A dura missão dos helicópteros usados para conter a radiação em Chernobyl
Pilotos da antiga URSS realizaram a perigosa tarefa; foram necessários mais de 4.000 sobrevoos até o incêndio ser controlado
Há 35 anos, na madrugada do dia 26 de abril de 1986, o reator número 4 da usina nuclear de Chernobyl, na Ucrânia, explodiu após um teste de segurança que saiu do controle, iniciando um incêndio feroz e um vazamento de radiação sem precedentes. Era preciso controlar a situação rapidamente, caso contrário os outros três reatores da central também poderiam ter o mesmo fim.
Momentos após a explosão, todos os bombeiros da região foram chamados para atender a ocorrência. Sem trajes adequados, esses trabalhadores iniciaram o combate ao incêndio sem saber que estavam expostos a níveis altíssimos de radiação. Os que tinham conhecimento do perigo eram ordenados a permanecerem em silêncio ou omitir dados. Nessa época, a Ucrânia era uma das repúblicas socialistas da antiga União Soviética, que governava seus territórios com mão de ferro.
A despeito de todo trabalho dos bombeiros, nenhum esforço parecia ser efetivo. Cerca de 36 horas após a explosão, tomou-se a decisão de empregar helicópteros no combate ao incêndio, opção sugerida por Valery Legasov, vice-diretor do Instituto de Energia Nuclear de Kurchatov. As aeronaves deveriam sobrevoar o reator exposto e despejar uma mistura de areia, argila, boro e chumbo, a fim de apagar o fogo e neutralizar a radiação.
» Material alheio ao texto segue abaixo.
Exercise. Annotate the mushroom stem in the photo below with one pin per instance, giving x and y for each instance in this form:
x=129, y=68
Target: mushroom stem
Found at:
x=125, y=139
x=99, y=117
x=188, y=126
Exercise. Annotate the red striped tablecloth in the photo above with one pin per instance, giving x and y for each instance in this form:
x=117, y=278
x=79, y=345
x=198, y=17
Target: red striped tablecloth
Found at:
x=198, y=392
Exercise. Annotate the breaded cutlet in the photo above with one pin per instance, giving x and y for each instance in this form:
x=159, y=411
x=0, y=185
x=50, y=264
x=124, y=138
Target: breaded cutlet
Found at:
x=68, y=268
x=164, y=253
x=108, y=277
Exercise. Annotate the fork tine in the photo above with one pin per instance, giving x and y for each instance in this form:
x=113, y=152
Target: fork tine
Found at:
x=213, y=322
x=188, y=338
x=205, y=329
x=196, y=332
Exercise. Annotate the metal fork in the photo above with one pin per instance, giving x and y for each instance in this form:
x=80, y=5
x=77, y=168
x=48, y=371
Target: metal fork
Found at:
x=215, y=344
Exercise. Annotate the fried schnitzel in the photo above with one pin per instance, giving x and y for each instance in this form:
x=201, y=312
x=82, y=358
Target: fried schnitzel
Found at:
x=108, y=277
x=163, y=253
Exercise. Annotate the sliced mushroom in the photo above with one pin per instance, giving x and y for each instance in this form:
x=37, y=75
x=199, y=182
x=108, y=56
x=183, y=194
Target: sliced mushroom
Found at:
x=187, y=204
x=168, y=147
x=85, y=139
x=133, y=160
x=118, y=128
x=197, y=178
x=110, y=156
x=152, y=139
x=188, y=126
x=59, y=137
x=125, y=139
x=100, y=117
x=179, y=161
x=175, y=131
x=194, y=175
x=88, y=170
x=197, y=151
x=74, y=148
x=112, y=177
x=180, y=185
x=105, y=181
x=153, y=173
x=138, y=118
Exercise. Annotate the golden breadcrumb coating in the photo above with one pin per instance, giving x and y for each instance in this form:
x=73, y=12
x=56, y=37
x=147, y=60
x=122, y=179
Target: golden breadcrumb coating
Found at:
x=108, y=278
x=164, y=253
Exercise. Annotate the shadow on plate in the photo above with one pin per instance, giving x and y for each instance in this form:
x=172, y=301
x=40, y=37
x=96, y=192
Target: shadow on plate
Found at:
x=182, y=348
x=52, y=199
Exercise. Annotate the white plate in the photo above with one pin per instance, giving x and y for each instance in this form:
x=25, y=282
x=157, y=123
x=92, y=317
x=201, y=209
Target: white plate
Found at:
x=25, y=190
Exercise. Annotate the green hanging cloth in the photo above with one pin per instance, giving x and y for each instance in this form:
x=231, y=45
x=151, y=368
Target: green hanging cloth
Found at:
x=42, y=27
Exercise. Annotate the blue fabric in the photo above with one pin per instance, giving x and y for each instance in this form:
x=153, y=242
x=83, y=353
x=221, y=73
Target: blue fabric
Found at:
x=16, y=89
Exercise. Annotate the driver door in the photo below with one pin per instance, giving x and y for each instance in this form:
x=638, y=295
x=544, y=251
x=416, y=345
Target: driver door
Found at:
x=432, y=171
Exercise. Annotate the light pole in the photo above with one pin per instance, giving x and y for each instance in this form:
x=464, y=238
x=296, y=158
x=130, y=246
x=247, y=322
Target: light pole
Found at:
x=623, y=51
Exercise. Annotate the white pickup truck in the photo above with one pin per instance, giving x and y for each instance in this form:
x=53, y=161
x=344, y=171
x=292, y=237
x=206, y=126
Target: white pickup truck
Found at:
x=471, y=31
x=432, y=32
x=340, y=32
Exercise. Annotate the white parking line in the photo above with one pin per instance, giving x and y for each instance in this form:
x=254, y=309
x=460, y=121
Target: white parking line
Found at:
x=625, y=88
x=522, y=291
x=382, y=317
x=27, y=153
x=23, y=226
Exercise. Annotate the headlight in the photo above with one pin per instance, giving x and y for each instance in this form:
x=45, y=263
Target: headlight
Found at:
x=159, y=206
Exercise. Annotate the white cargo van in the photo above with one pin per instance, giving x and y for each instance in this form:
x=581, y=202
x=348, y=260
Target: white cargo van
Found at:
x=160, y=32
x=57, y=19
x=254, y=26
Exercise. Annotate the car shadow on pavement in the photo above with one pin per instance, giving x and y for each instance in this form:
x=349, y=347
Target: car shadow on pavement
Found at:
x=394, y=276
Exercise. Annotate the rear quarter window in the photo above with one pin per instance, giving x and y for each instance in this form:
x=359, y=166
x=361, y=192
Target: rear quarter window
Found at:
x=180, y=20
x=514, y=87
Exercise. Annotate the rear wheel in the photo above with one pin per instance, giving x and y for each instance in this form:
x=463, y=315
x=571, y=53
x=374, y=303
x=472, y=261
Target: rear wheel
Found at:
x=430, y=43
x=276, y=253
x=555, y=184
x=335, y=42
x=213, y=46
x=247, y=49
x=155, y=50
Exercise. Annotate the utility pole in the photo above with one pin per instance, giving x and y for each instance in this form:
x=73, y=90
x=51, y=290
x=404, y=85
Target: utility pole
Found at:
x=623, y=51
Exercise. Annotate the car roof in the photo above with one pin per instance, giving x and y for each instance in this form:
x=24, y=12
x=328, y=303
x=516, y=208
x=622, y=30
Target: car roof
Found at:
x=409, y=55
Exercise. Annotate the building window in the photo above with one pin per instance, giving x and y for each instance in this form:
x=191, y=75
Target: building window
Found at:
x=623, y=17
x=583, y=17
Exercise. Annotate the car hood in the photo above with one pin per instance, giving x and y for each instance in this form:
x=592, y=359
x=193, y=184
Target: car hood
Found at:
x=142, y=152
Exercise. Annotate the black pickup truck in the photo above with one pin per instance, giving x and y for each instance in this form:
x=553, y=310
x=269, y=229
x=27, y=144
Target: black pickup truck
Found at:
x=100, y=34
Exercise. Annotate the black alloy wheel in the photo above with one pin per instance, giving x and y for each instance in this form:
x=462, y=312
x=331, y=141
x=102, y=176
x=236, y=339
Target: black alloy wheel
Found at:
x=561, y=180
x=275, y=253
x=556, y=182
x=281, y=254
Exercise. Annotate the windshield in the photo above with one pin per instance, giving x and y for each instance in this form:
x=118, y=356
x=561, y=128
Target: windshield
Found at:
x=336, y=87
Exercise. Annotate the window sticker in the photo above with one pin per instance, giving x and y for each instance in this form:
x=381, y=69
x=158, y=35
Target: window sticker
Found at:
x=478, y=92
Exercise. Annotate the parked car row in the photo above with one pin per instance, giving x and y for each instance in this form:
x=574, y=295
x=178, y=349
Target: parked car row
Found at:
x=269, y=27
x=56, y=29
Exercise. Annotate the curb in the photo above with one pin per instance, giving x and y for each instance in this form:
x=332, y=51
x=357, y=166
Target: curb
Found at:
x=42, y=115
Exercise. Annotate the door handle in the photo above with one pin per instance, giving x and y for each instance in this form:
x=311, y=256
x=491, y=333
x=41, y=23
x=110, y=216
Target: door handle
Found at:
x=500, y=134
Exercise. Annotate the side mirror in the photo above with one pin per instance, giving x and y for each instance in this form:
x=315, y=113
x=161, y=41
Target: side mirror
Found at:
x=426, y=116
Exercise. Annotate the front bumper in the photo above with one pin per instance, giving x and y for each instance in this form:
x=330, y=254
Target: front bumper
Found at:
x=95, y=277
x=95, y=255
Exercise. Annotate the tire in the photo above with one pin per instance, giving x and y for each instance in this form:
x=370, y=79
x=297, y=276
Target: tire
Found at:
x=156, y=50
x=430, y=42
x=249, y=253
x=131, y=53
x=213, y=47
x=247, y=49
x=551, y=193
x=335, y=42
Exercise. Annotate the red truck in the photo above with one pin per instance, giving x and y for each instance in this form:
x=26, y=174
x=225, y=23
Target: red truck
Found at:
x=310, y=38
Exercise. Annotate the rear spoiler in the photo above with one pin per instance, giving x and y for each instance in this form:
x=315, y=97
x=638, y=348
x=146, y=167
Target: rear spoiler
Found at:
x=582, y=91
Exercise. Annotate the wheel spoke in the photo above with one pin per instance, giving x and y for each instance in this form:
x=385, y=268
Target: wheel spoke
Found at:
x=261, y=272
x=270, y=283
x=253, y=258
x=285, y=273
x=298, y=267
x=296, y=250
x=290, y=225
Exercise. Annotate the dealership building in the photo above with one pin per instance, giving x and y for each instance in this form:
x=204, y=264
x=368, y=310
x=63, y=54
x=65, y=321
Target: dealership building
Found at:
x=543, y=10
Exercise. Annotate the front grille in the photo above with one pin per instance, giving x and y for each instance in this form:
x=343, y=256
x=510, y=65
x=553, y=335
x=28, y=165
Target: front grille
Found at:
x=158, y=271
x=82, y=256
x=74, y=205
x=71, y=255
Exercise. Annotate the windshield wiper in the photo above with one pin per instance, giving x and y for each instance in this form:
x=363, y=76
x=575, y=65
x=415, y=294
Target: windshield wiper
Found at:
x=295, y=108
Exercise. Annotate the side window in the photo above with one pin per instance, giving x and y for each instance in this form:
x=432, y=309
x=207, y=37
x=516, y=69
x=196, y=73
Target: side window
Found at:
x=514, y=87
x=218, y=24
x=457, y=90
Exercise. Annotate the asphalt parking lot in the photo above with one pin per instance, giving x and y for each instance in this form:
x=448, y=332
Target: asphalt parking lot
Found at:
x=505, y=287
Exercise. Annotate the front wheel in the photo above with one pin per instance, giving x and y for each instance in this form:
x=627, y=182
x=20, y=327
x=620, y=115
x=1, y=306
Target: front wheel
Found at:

Ao mesmo tempo em que centenas de helicópteros eram deslocados para a região contaminada, milhares de habitantes de Chernobyl e outras cidades ao redor eram totalmente evacuados. Estava criada a “zona de exclusão”, onde só era permitida a entrada dos “liquidadores”, como ficariam conhecidos os mais de 600 mil soviéticos que trabalharam nas ações de contenção na usina nuclear.
Para os pilotos dos helicópteros, entre eles civis e oficiais das Forças Armadas da URSS, começava uma das operações mais arriscadas e esforçadas da história da aviação.
Tapando o buraco a conta-gotas
Durante a crise em Chernobyl, os soviéticos empregaram diversos tipos de helicópteros. Os mais utilizados foram os modelos Mi-8 e Mi-26, este o maior helicóptero do mundo e que teve uma importância fundamental na ação.
A missão desses gigantes com asas rotativas era extremamente arriscada. Os pilotos conduziam as aeronaves em meio ao ar contaminado para derramar o material de contenção sobre o reator que ainda pegava fogo.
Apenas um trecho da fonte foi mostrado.